Text Processing

Matheus Marabesi and Emmanuel Valverde

Matheus Marabesi and Emmanuel Valverde

See author's bio and posts

Introduction

As a developer that writes blog posts I want a tool that helps me to understand better the text I am writing. For that I need a way to know the following:

  1. What are the most common words used in the text?
  2. How many characters does the text have?
interface Processor {
analyse(text: string);
}

The usage of such interface is not required.

First challenge

Given the following text:

Hello, this is an example for you to practice. You should grab this text and make it as your test case.

The output should be:

Those are the top 10 words used:

1. you
2. this
3. your
4. to
5. text
6. test
7. should
8. practice
9. make
10. it

The text has in total 21 words

Some side notes:

  • As you may have noticed, the example assumes that You and you are the same, in other words, it's not case sensitive.
  • There is no order in which the words that have the same number are listed.

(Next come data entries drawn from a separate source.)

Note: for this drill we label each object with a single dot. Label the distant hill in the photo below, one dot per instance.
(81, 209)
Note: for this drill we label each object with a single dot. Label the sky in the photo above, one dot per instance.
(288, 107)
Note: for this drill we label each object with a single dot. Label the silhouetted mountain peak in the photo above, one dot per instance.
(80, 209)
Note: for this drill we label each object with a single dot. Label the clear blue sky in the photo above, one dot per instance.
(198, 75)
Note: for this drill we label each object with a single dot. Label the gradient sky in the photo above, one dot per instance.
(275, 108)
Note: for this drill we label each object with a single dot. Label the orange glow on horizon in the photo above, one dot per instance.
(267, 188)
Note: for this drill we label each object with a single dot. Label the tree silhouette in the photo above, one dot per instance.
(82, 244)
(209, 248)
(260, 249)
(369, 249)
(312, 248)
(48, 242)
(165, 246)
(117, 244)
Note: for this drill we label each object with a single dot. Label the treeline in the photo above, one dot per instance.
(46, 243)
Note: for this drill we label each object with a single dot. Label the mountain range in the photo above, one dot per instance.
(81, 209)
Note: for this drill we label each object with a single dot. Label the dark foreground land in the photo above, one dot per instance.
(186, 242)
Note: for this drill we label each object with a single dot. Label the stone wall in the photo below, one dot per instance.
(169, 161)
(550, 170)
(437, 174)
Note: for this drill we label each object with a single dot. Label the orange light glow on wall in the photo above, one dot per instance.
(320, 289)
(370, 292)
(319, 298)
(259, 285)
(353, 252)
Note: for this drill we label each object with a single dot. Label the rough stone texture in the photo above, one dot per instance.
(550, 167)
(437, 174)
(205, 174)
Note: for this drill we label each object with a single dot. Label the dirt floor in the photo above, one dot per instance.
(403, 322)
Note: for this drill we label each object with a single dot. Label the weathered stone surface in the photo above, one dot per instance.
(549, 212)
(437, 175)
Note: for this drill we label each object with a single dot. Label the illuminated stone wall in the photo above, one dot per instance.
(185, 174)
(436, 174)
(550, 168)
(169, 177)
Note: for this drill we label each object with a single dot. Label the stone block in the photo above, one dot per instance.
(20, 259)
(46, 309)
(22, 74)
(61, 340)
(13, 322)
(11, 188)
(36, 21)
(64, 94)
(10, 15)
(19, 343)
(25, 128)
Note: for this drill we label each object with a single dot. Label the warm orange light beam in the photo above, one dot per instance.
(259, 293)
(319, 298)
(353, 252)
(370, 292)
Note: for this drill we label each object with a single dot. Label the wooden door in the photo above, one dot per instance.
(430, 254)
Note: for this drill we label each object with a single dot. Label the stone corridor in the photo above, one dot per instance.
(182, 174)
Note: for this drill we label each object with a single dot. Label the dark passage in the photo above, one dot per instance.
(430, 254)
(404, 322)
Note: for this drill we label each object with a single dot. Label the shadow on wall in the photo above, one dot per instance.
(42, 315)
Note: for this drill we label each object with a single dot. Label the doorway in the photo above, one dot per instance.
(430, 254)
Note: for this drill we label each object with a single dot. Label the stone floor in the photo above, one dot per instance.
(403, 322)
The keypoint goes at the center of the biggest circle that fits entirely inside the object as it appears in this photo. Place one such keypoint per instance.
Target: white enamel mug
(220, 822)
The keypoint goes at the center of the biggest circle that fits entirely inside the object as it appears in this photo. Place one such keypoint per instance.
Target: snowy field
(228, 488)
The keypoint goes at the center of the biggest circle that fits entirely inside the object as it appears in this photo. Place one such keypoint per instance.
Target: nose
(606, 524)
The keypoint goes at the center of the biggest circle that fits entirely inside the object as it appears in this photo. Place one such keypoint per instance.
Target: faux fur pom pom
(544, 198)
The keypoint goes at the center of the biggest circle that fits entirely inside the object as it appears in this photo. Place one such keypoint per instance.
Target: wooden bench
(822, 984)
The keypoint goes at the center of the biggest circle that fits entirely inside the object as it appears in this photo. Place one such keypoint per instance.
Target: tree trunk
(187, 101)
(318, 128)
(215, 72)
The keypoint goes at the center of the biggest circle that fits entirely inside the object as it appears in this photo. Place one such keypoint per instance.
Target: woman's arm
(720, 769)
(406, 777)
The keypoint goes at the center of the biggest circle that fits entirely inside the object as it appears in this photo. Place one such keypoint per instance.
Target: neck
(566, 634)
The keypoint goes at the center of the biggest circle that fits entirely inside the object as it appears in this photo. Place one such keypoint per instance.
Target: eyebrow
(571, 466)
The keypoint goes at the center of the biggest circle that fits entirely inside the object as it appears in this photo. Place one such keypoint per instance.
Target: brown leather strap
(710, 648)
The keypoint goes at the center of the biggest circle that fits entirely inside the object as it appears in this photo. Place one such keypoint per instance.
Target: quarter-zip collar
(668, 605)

For example, this and it, appear once, and they are not alphabetically ordered.

Next up, the kata starts to be a bit more complex. Make sure to complete this challenge first before going on into the second.

Second challenge

Now I would like to know how much time would it take the user to read my post, for that I should apply the following formula:

(The average reading rate is actually 238, according to this study, but 200 is a nice compromise and is easier to remember.)

Here's the formula:

  • Get your total word count (including the headline and subhead).
  • Divide total word count by 200. The number before the decimal is your minutes.
  • Take the decimal points and multiply that number by .60. That will give you your seconds.

Example:

783 words ÷ 200 = 3.915 (3 = 3 minutes)
.915 × .60 = .549 (a little over 54 seconds, so I'd bump it up to 60 seconds, or a full minute)

reading time for this example article is 4 minutes.

Third challenge

Besides the previous features, the text processing also should have:

  • A way to ignore a given piece of text to analyse (For example, a code snippets - the code snippet is in between javascript anything inside should be ignored)
  • A way to offer stop words and remove them from the analysis

Given the example for 1, this would be a text with code snippets:

Hello, this is an example for you to practice. You should grab
this text and make it as your test case:

if (true) {
console.log('should should should')
}

The text processing output should ignore the code snippet. Meaning, that the output should be:

Those are the top 10 words used:

1. you
2. this
3. your
4. to
5. text
6. test
7. should
8. practice
9. make
10. it

The text has in total 21 words

Note that, the word should is the same, and it does not goes up in the list as should appears four times (more than the word you).